In the past few months we’ve seen accelerated growth in the Paymo user base that caught us a bit off-guard – it’s the first time since we created Paymo that we were not able to correctly anticipate the resources needed to run the service smoothly without interruption for everyone. Yesterday’s downtime was caused initially by a few SQL queries that help generate timesheet reports (sometimes with hundreds of thousands of entries). These queries were taking much more time to complete than they usually do, which in turn slowed down the rest of the queries and ultimately bogged down the whole system.
What we are doing to avoid service interruptions in the future:
Short term mitigation (yesterday):
After the 1st hour of downtime (in which we tried to see if some optimizations could restore normal operations) it was clear that the current server, although very powerful will not be able to handle the load so we decided to migrate to new hardware. We had a scenario for this situation ready and we decided to go ahead with it and migrated to an Amazon instance. We booted up the most powerful instance we could get (more RAM then the old hardware and SSD backed storage), migrated the data and changed the DNS to point to the new server. The process took about 20 minutes and after the DNS switch it took about 10 minutes for the server to handle the initial surge of traffic and stabilize.

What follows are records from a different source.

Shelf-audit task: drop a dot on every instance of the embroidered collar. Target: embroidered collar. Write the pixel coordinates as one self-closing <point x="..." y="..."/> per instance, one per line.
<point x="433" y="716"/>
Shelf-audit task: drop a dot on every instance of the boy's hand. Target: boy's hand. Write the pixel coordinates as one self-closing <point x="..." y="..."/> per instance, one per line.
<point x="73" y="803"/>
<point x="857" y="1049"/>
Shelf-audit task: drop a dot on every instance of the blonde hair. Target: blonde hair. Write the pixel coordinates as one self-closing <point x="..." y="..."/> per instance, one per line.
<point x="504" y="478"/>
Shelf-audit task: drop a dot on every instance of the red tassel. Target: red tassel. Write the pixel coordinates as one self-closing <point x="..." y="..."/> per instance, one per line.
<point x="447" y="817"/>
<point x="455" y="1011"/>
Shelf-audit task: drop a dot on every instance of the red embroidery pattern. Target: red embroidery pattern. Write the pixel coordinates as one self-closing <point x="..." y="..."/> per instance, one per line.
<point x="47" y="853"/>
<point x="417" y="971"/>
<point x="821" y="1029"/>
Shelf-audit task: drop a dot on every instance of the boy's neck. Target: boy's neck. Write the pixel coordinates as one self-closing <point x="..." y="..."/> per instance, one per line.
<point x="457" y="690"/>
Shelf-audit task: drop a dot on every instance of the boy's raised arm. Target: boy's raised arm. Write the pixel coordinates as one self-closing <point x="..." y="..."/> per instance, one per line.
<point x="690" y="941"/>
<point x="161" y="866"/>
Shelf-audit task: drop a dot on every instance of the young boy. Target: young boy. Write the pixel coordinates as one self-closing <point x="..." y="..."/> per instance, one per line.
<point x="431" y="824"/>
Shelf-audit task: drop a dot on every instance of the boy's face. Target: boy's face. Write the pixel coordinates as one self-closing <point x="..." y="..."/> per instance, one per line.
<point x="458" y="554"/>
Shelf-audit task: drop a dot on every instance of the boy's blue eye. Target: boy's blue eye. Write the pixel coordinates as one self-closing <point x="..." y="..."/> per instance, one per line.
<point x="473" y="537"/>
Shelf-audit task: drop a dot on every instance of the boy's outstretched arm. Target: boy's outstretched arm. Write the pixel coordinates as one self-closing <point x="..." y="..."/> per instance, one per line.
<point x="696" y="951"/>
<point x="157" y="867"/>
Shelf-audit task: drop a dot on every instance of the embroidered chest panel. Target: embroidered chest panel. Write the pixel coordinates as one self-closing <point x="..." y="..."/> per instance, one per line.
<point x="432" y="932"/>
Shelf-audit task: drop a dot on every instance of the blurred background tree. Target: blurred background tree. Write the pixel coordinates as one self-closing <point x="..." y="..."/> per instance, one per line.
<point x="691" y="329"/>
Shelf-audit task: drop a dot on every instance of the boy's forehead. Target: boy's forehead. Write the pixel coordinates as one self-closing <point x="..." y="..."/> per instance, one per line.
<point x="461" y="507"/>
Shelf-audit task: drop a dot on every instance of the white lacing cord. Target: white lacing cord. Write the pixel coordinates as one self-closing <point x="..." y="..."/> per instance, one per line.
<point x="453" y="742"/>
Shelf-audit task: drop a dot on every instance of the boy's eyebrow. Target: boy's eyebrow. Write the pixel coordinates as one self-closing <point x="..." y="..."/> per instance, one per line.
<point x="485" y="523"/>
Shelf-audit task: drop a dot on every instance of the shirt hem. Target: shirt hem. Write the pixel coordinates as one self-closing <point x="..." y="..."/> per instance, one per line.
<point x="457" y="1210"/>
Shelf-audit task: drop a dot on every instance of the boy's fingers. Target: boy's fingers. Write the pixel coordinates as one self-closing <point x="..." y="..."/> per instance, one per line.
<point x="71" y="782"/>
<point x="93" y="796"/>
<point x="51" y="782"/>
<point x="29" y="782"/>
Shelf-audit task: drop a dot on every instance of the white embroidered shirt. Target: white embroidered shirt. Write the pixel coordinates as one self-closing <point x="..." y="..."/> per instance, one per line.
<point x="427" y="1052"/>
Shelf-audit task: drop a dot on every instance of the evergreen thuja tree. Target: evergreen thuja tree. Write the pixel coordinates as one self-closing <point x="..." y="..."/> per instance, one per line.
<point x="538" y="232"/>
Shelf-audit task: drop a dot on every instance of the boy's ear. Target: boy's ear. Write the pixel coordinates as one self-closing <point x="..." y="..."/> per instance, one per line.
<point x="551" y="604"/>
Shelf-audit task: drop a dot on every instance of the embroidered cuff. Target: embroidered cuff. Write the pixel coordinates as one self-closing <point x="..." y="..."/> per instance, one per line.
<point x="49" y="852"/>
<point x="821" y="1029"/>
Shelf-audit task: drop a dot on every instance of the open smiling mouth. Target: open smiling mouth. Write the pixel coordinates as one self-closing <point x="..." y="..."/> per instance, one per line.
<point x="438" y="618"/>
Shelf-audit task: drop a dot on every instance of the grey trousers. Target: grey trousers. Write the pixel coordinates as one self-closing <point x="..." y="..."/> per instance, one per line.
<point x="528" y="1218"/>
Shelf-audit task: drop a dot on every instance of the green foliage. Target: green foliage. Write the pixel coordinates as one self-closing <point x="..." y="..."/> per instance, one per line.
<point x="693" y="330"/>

Medium term mitigation (1-2 months):
We will be investigating if a custom built server backed by SSD storage or custom storage hardware like Fusion-io ioDrive will deliver more performance for the database server.
Long term mitigation:
We are almost in the alpha stage of the upcoming Paymo version. The new application was redesigned from the ground up with a new architecture that will support distributed servers which will allow us to handle scaling more easily.
Thanks for your understanding and patience. Please let us know if you have any questions, feedback or concerns.